Ja, äh, reden wir nicht von diesem typischen Mädchengesichtcover.

Meine Meinung:

Das Buch erinnert von Anfang an an eine x-beliebige Fantasystory dieser Art und ich wurde negativ darin überrascht, nachdem ich anhand des Klappentextes eher einen Plot mit Hexen erwartete als, na ja, das Übliche, was so 2013 rauskam. 

Sophia ist die typische zweiundzwanzigjährige Jungfrau. Praktizierende Wicca (immerhin das war interessant), abgeschlossenes Geschichtsstudium. Kein Job und arbeitet als Aushilfe im Diner.
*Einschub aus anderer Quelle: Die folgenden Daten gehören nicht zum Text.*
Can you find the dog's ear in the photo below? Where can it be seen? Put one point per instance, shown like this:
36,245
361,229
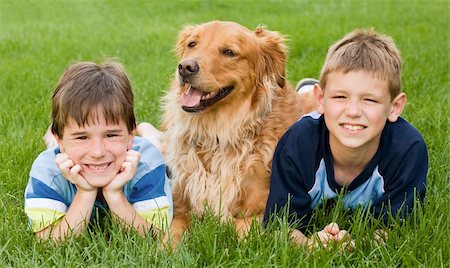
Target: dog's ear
183,37
272,60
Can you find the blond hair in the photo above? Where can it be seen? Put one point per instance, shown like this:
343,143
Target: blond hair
365,50
87,89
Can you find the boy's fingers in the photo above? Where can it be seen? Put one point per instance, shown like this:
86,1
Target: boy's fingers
324,237
348,246
332,228
75,170
126,166
342,235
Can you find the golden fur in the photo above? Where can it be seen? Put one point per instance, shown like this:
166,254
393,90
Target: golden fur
220,157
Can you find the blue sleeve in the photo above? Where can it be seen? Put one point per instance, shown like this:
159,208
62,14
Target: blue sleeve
150,186
288,192
405,184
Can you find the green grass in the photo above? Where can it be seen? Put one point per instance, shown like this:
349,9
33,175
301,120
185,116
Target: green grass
39,39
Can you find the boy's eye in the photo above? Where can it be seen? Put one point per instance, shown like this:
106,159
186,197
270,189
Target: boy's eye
371,100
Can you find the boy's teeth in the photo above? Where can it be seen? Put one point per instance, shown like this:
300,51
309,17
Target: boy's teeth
98,167
352,127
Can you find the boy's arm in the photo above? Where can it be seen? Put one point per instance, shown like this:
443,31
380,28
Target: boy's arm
131,215
47,209
288,193
75,220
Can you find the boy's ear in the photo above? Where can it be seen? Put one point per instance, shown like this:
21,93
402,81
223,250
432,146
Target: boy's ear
130,142
318,96
59,141
398,104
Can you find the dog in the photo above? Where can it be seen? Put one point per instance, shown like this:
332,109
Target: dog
228,106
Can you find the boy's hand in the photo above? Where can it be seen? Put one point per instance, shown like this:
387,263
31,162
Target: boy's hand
72,173
126,173
332,234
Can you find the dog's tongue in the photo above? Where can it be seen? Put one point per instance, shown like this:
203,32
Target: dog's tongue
191,97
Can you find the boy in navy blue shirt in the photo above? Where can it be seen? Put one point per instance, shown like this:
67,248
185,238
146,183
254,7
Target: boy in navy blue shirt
356,143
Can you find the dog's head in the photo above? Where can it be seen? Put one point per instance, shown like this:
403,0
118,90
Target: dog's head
223,64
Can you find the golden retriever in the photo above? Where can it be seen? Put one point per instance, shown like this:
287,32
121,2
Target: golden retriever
227,108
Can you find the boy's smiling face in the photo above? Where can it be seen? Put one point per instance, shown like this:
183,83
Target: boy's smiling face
356,106
99,148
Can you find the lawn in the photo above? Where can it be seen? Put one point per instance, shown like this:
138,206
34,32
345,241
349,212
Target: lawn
39,39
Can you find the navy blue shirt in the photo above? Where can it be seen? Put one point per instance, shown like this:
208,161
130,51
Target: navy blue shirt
302,172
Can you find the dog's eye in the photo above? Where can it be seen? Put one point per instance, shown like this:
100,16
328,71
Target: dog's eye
229,52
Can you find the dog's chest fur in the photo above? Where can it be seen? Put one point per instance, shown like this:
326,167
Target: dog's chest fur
213,177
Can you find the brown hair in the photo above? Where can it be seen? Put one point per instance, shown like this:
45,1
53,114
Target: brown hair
87,89
365,50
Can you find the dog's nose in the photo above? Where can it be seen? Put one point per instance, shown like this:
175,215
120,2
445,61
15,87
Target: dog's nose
188,67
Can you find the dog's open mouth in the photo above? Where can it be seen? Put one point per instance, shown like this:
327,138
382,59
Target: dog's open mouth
194,100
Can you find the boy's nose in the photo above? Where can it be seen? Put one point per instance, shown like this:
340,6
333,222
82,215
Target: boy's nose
97,149
353,108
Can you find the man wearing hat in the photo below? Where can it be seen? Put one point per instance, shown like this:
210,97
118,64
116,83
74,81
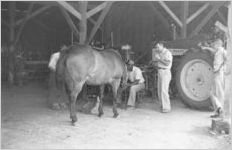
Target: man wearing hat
217,91
136,79
162,60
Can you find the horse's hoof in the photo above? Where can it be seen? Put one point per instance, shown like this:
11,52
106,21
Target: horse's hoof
73,123
115,115
100,114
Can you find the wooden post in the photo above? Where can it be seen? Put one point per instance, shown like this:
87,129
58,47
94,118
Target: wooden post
185,11
83,21
100,20
11,74
228,79
215,8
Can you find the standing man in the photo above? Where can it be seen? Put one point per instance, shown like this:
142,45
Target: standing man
162,59
217,91
136,79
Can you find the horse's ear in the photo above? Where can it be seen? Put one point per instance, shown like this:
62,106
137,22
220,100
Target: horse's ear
63,47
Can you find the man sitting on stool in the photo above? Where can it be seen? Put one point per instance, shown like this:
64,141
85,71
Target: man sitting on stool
136,82
163,62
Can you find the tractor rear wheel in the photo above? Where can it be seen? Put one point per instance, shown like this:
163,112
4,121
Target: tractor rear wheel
194,79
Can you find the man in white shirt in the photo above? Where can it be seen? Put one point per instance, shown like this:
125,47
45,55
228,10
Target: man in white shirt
162,59
217,91
136,79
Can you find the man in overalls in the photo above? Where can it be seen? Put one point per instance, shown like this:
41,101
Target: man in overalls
217,91
162,59
136,84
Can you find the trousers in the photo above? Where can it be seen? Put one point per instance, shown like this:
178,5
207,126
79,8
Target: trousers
133,90
164,78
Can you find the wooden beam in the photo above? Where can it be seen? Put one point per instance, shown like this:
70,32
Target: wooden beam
11,58
6,23
69,8
216,6
170,12
185,11
96,9
197,13
41,24
222,17
159,15
24,22
35,13
12,7
70,22
94,22
83,22
100,20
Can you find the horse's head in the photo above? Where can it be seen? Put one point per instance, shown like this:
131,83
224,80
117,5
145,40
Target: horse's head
53,61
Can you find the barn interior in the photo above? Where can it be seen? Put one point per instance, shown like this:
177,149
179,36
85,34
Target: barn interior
33,30
125,23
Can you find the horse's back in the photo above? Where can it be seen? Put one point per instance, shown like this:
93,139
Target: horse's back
95,67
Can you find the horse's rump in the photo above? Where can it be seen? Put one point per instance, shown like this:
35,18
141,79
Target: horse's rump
83,63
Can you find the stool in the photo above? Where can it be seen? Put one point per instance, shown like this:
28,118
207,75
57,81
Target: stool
140,95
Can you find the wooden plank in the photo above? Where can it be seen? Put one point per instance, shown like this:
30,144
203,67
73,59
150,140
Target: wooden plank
100,20
35,13
206,18
83,22
197,13
69,8
24,22
96,9
70,22
185,11
229,52
12,7
170,12
94,22
222,17
11,74
6,23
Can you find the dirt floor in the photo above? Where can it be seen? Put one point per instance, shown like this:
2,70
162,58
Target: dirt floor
26,122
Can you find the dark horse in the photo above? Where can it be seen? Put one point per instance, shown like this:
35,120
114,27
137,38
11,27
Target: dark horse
80,64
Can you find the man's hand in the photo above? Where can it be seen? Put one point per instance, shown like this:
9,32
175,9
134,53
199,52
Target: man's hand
153,63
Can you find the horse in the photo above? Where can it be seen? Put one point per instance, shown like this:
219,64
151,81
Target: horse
81,64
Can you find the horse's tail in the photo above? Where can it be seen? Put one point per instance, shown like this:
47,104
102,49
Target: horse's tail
60,71
124,76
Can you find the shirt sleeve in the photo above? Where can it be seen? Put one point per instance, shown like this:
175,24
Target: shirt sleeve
139,75
167,56
218,60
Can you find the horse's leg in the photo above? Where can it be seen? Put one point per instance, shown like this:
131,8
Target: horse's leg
100,108
73,96
115,84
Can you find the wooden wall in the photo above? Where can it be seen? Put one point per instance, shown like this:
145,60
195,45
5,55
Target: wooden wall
134,23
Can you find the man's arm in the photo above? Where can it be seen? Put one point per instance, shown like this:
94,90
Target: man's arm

Sie hat nur zwei Freundinnen (von denen eine allerdings lesbisch und die andere zur Hälfte japanisch ist, was immerhin ein kleiner Diversity-Pluspunkt ist), ist mit ihrer radikal religiösen Mutter zerstritten und von dem Vater wird lediglich geredet. Plus übernatürliches Problem und Familiengeheimnis.
Sie hat jetzt auch nicht wirklich Tiefe aufgebaut. So ganz verstanden habe ich ihre Entscheidungen ab einem bestimmten Punkt der Geschichte nicht mehr, ihr Verhalten wechselte irgendwie ständig und sie war dauer-ahnungslos und schutzbedürftig. Dabei war ihr Auftreten an sich durchaus selbstsicher und sie verfügt auch über einen leichten Humor, der zumindest ein wenig Unterhaltung in den Schreibstil brachte, der ansonsten auch nicht überragend war.

Ich muss zugeben, zwischenzeitlich hat mich das Ganze ein wenig an Twilight erinnert. Nicht konkret, aber in ein, zwei Details und ein, zwei Erzählmustern. In jedem Fall hat der Love Interest anscheinend zumindest anfänglich einen Crashkurs bei Edward im Stalken gemacht. Er tauchte auf als der typische creepige Typ, dessen einziges Merkmal daraus besteht, dass er unglaublich gutaussehend ist und die obligatorischen schwarzen, perfekt sitzenden Hemden trägt. (Bügeln solche Typen die eigentlich selbst? Ist ein Bügelkurs Pflicht bei dieser Laufbahn?)
Er ist das Klischee des düsteren, geheimnisvollen, gefährlichen, aber attraktiven Typen, ansonsten aber halt auch so farblos wie ein Blatt Papier. Ich konnte mir zwischenzeitlich nicht mal seinen Namen merken. Dafür wurde ständig sein Geruch nach Vanille, Moschus und Sandholz (wonach riecht das überhaupt?) erwähnt.

Sein einziger Pluspunkt ist vielleicht, dass er Sophia nicht wie den letzten Dreck behandelt, sondern durchaus respektvoll. Ansonsten faselt er abwechselnd was von auf jeden Fall fernhalten und dann irgendwas von Vertrauen und in ihrer Nähe sein wollen. Ich hatte jedenfalls keine Ahnung, was er jetzt wollte.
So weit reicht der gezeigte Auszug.